Stupro di Palermo: la vittima «Mi state portando alla morte», questa società ha fallito

Stupro di Palermo, parla la ragazza vittima che è stata allontanata in una comunità protetta e ha pensato al suicidio: abbiamo fallito tutti

Da quando la narrazione sullo stupro di gruppo avvenuto a Palermo si è trasformata in una deriva del gossip e dell’ignoranza, sono molte le pagine Instagram, le testate e le figure pubbliche che hanno fatto riferimento alla vittima rivelandone i dettagli personali o dispensando presunti consigli e suggerimenti su come avrebbe dovuto agire.

La retorica è sempre la stessa: avrebbe potuto non fare questo o quell’altro, se non avesse fatto in quel modo non sarebbe successo, se però lei non si fosse mostrata così si sarebbe potuto evitare. La battaglia contro la narrazione distorta dell’autotutela, dell’educazione alla sopravvivenza e della vittimizzazione secondaria purtroppo non basta a salvaguardare le vittime dai continui bombardamenti ignoranti che la società mette in atto.

Così, per la prima volta, la vittima dello stupro di Palermo ha deciso di rispondere, rivelando drammaticamente la sua condizione attuale. Perché decidiamo di riportarlo? Perché lei ha deciso di renderlo noto.

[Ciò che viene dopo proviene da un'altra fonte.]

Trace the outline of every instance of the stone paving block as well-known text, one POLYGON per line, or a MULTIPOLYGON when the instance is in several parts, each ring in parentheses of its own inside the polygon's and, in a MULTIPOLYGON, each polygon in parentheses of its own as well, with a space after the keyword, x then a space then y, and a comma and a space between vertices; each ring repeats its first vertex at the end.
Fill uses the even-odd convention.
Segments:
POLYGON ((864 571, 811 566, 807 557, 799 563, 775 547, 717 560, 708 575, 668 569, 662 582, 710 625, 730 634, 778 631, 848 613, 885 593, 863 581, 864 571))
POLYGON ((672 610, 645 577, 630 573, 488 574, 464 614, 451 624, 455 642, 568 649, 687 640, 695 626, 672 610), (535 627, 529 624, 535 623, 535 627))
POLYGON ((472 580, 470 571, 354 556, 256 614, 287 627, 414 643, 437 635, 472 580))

Perché così, forse, è possibile capire le conseguenze di chi decide di parlare, informare e condividere informazioni sulla violenza di genere e le sue vittime. Non dovrebbe essere necessario arrivare ad uno sfogo pubblico di questa portata, ma purtroppo è così.

Stupro di Palermo, cosa ha detto la vittima?

Noi il nome, la foto e il profilo Instagram della vittima dello stupro di Palermo non li abbiamo mai cercati e non li conosciamo. Quindi se siete qui per questo motivo, non è quello che troverete. Quello che, però, abbiamo deciso di condividere è lo sfogo che la ragazza ha fatto e che è iniziato a circolare sulle varie testate.

Dopo che la notizia dello stupro è iniziata a circolare, la giovane coinvolta si è ritrovata ad affrontare un secondo trauma: parte dell’opinione pubblica, invece di sostenerla, l’ha attaccata. Alcuni hanno perfino suggerito che potesse essere stata consenziente o che avesse mentito riguardo alle violenze subite. Altri hanno deciso di imputarle parte della colpa: poteva non bere, poteva non uscire, poteva non incontrarli.

Nelle ultime ore, quindi, la ragazza ha condiviso un messaggio disperato e carico di dolore, rispondendo a chi continua a insinuare dubbi sulla veridicità della sua esperienza. Ha espresso la sua stanchezza, dichiarando di sentirsi spinta verso la morte dalle critiche. Ha ammesso di non avere più la forza di lottare, né per se stessa né per gli altri, e ha accennato alla possibilità di farla finita, portando con sé coloro che cercavano di aiutarla nel suo cuore. 

Nei giorni precedenti, la giovane aveva già espresso la sua frustrazione sui social, difendendosi dagli insulti e dai giudizi ingiusti. Aveva rivelato di essere stanca di dover rispondere educatamente e aveva sfidato coloro che l’accusavano, sottolineando che nulla giustifica quel che le è successo. 

È ingiusto, insensato e contro ogni logica che una vittima debba difendersi. È la società che ci ritroviamo ed è la spinta per il cambiamento per cui ancora dobbiamo lottare. Come e quando è potuto succedere che una vittima di stupro debba difendersi dalle accuse? Come fanno ad esistere accuse? 

Il trasferimento in una comunità protetta

Le autorità, comprese della delicatezza della situazione che sta vivendo la ragazza, hanno provveduto al suo trasferimento da Palermo. Attualmente, si trova in una comunità protetta al di fuori della città, dove le è stata anche offerta la possibilità di un impiego.

Nel frattempo, il Garante della Privacy ha avviato un’indagine nei confronti dei siti che hanno diffuso i dettagli personali della vittima, nonostante le regole deontologiche proibiscano chiaramente tali azioni.

E ancora una volta abbiamo fallito come società, pensando che una vittima debba ancora essere protetta dalla società stessa, allontanata e messa in dubbio.